Dizer que o Brasil está preso ao Lulanaro é fazer a análise como se a eleição tivesse terminado hoje, sem levar em conta o estrago feito na figura de Bolsonaro, com comprovação da tentativa de golpe de Estado, dos presentes caríssimos que ele tentou vender e de todas as falcatruas que estão aparecendo. Bolsonaro é carta fora do baralho. Mas a hipótese Lulanaro é datada, até porque, além de Bolsonaro fora da disputa, Lula já está beirando os 80 anos e não parece preocupado em preparar uma alternativa de poder.

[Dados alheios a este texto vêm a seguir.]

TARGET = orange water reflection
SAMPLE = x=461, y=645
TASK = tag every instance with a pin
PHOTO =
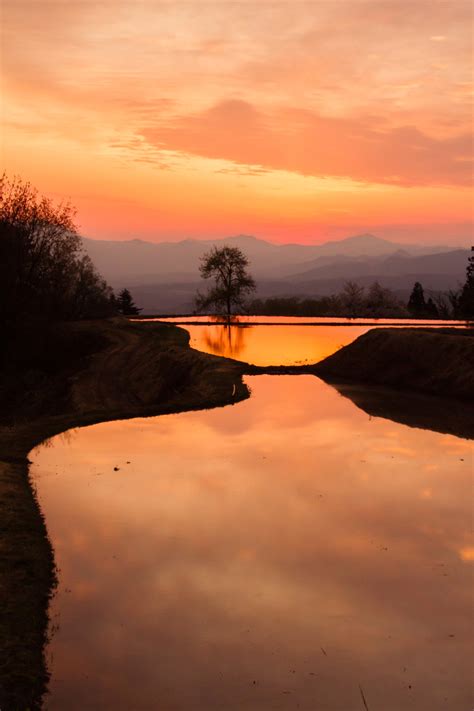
x=273, y=345
x=276, y=554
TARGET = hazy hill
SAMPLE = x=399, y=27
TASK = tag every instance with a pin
x=164, y=276
x=139, y=262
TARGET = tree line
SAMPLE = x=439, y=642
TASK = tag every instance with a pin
x=45, y=275
x=375, y=301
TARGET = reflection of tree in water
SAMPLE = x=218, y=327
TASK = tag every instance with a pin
x=228, y=340
x=63, y=437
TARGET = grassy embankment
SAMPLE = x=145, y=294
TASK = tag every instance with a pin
x=76, y=375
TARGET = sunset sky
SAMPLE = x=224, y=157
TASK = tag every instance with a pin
x=292, y=121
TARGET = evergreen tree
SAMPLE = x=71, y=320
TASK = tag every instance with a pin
x=431, y=309
x=416, y=302
x=466, y=298
x=125, y=304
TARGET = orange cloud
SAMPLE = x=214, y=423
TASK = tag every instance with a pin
x=301, y=141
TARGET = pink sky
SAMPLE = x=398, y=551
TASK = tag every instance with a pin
x=293, y=121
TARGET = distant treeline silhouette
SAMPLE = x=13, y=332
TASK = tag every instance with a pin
x=353, y=301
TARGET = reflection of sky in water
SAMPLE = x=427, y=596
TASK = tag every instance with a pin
x=278, y=552
x=273, y=345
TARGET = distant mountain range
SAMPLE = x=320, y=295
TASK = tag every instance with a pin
x=164, y=276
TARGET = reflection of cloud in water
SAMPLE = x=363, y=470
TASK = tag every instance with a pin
x=227, y=555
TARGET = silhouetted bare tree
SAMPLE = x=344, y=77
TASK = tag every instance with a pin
x=227, y=266
x=44, y=273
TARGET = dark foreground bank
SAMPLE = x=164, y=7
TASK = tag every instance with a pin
x=433, y=361
x=84, y=373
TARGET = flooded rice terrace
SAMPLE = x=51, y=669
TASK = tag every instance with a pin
x=285, y=552
x=283, y=340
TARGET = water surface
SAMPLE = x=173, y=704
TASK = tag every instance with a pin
x=285, y=552
x=284, y=340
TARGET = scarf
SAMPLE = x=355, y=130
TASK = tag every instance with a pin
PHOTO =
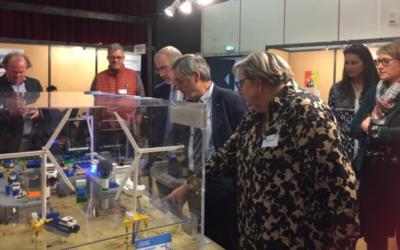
x=386, y=97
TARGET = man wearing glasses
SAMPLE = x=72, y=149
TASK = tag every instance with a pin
x=224, y=111
x=163, y=60
x=117, y=79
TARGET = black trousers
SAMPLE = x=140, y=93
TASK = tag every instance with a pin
x=379, y=203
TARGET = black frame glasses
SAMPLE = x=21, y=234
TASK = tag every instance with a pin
x=162, y=69
x=239, y=84
x=385, y=61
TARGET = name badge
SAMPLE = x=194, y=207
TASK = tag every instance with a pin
x=270, y=141
x=123, y=91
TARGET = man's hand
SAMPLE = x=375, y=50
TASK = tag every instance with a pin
x=33, y=114
x=179, y=194
x=365, y=124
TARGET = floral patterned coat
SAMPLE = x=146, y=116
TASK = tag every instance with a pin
x=297, y=192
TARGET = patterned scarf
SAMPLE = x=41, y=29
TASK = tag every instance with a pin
x=386, y=97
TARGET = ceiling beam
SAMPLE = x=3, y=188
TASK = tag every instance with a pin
x=77, y=13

Mas e a pauta de costumes? E a política gerando conflitos familiares? Em relação a pauta de costumes, a opinião pública brasileira varia de acordo com as marés, sempre mantendo dois campos nos extremos, mas a maioria silenciosa se posiciona de acordo com os fatos do dia a dia. E a maré sobe e desce. E a briga no âmbito familiar existe desde que Deus criou as famílias e o conflito pode ser religioso, político, futebolístico ou sobre o vizinho da esquina.
É hora de olhar a história e ver que a disputa entre esquerda e direita, independente de nomes, está viva como nunca. Que Lulanaro, que nada! O Brasil continua, como ocorre desde os anos 30, no âmbito da disputa entre esquerda e direita. (EP – 04/12/ 2023).